Debí de parecerle desorientada, porque apuntó con su pequeño dedo en dirección a una puerta de madera que estaba junto a los fogones.

Asentí otra vez y traté de sonreír.

—Pronto comenzaré a trabajar con él, cuando cumpla ocho años —anunció el niño, mientras volvía a concentrarse en su piedra, y se preparaba para un nuevo lanzamiento.

—Tienes suerte —intervino, celoso, el más pequeño.

El mayor se encogió de hombros.

—Alguien tiene que ocuparse de las cosas cuando él no esté y tú eres muy pequeño.

Yo me dirigí a la puerta y la abrí.

Detrás de una cuerda para colgar ropa de la que pendía una hilera de camisas y pañales manchados de amarillo, estaba el mercachifle, encorvado, inspeccionando las ruedas de su carromato.

—Maldita cosa —refunfuñó entre dientes.

Cuando me oyó carraspear, volvió precipitadamente la cabeza y se golpeó contra uno de los palos que servían para tirar del carro.

—Mierda —soltó, y con la pipa colgando del labio inferior, echó un vistazo hacia donde yo estaba.

Traté de recuperar el estilo de Myra sin éxito y tuve que conformarme con la voz que me salió.

—Soy Grace. He venido por el libro. —Esperé la respuesta, que no llegó, y continué—: El de sir Arthur Conan Doyle.

Él se apoyó en el carro.

—Sé quién eres —afirmó y exhaló el dulce aroma del tabaco que se quemaba en su pipa. Luego se limpió las manos de grasa en el pantalón y me miró—. Estoy reparando mi carro para que al chico le resulte más fácil manejarlo.

—¿Cuándo parte?

El hombre miró al cielo, más allá de la hilera de ropa colgada, con sus fantasmagóricas manchas amarillentas.
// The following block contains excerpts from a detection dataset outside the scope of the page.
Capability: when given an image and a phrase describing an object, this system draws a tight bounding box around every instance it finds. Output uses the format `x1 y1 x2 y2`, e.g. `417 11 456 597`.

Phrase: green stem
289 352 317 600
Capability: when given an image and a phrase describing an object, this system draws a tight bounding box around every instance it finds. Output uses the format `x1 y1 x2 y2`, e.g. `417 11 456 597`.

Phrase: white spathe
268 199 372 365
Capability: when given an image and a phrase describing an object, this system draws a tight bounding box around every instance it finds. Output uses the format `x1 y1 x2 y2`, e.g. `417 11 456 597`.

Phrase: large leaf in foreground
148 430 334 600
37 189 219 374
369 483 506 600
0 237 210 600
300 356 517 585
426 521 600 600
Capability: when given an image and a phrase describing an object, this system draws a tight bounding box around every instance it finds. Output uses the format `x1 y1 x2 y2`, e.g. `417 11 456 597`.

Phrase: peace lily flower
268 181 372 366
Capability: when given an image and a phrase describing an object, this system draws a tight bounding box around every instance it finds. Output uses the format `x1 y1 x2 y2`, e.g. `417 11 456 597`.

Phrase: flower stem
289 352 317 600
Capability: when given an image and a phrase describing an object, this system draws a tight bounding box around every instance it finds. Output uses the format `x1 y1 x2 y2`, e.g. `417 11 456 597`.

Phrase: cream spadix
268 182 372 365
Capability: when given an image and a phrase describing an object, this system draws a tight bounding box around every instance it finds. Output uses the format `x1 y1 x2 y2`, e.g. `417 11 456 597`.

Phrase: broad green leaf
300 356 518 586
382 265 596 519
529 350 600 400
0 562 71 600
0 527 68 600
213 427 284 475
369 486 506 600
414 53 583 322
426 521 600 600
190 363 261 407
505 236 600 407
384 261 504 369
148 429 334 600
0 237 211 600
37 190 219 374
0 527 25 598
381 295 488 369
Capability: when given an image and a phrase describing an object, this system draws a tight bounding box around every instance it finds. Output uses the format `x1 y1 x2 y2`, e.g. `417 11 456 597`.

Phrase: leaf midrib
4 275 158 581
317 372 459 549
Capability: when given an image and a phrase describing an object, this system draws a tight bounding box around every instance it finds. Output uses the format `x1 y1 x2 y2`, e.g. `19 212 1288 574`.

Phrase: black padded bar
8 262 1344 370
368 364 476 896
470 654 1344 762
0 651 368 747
—El mes próximo, con la infantería de marina —declaró tocándose la frente con su mano sucia—. Siempre quise conocer el océano, desde que era niño.

Cuando me miró, algo en su expresión, una especie de desolación, me hizo apartar la vista. A través de la ventana de la cocina vi a la mujer, al bebé, y a los dos niños observándonos. El relieve del cristal, sucio de hollín, hacía que sus rostros parecieran reflejos en una charca de agua estancada.

El mercachifle miró en la misma dirección.

—Un hombre puede ganarse la vida en la marina. Si tiene suerte —afirmó. Después de tirar su trapo al suelo se dirigió al interior de la casa—. Ven, el libro está aquí.

Completamos la transacción en la diminuta habitación que daba al frente y después me acompañó a la puerta. Tuve cuidado de no mirar a los lados, para no ver los rostros hambrientos que, sabía, me estaban observando. Cuando bajé los escalones de la entrada oí que el hijo mayor decía:

—¿Qué compró esa señora, papi? ¿Compró jabón? Olía como el jabón. Es una buena señora, ¿verdad, papi?